The best way of implementing such strategies has been through  Project-Based Learning, as their integration in carefully designed project-based lessons has helped harness the potential of independent learning and flipped learning, in the context of a digital Flipped Classroom Model.
The project-based tasks have ranged from (to name just a few):

a. watching a video in the target language (TL) and preparing a summary of different aspects of its content to present orally to the group highlighting the language-related cultural aspects revealed by the video, the purpose of which is to raise inter-cultural awareness and oral expression and exchange in the TL; 
b. Preparing a lesson on any aspect of the TL (linguistic, cultural, historical, or social) and presenting it to the group, an opportunity that has proven very effective in boosting both self and peer-feedback skills; or
c.

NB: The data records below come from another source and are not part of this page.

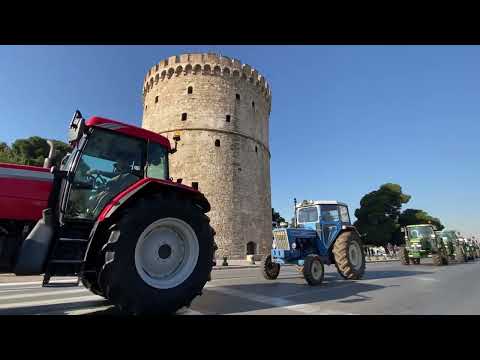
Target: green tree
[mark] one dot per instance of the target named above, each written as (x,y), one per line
(32,151)
(377,217)
(4,153)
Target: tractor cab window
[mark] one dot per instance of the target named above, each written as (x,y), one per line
(419,232)
(308,214)
(157,162)
(329,213)
(344,217)
(110,163)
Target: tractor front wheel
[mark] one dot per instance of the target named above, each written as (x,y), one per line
(313,270)
(349,256)
(159,255)
(270,270)
(403,256)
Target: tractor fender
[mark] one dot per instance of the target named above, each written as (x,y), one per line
(345,228)
(98,235)
(151,186)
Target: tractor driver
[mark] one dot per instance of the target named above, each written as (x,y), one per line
(120,177)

Researching some cultural or historical figures referred to in a song and linking this to the linguistic aspect of the song, another way of developing the students’ reflective research skills in the TL

This has activated the students’ creativity which they have shared both in text and audio form within the digital social space provided by MS Teams. Looking back at what the students have achieved within the first term of this academic year, I can say that my strategy and project-based approach to language instruction has not only changed the landscape of language learning, collaboration and peer feedback in my instructional environment, but it has reduced the emotional impact of social distancing felt by the students after losing their physical pre-Covid classroom space. 

The future is still uncertain, but as we may be moving out of this life-changing coronavirus experience, there is hope that we may be in the process of developing a different sense of community, which may be equally meaningful and just as strong as the one we have lost these last few months.





Reference
Oxford, R. L. 1990. Language Learner Strategies: What Every Teacher Should Know. Rowley : Newbury House.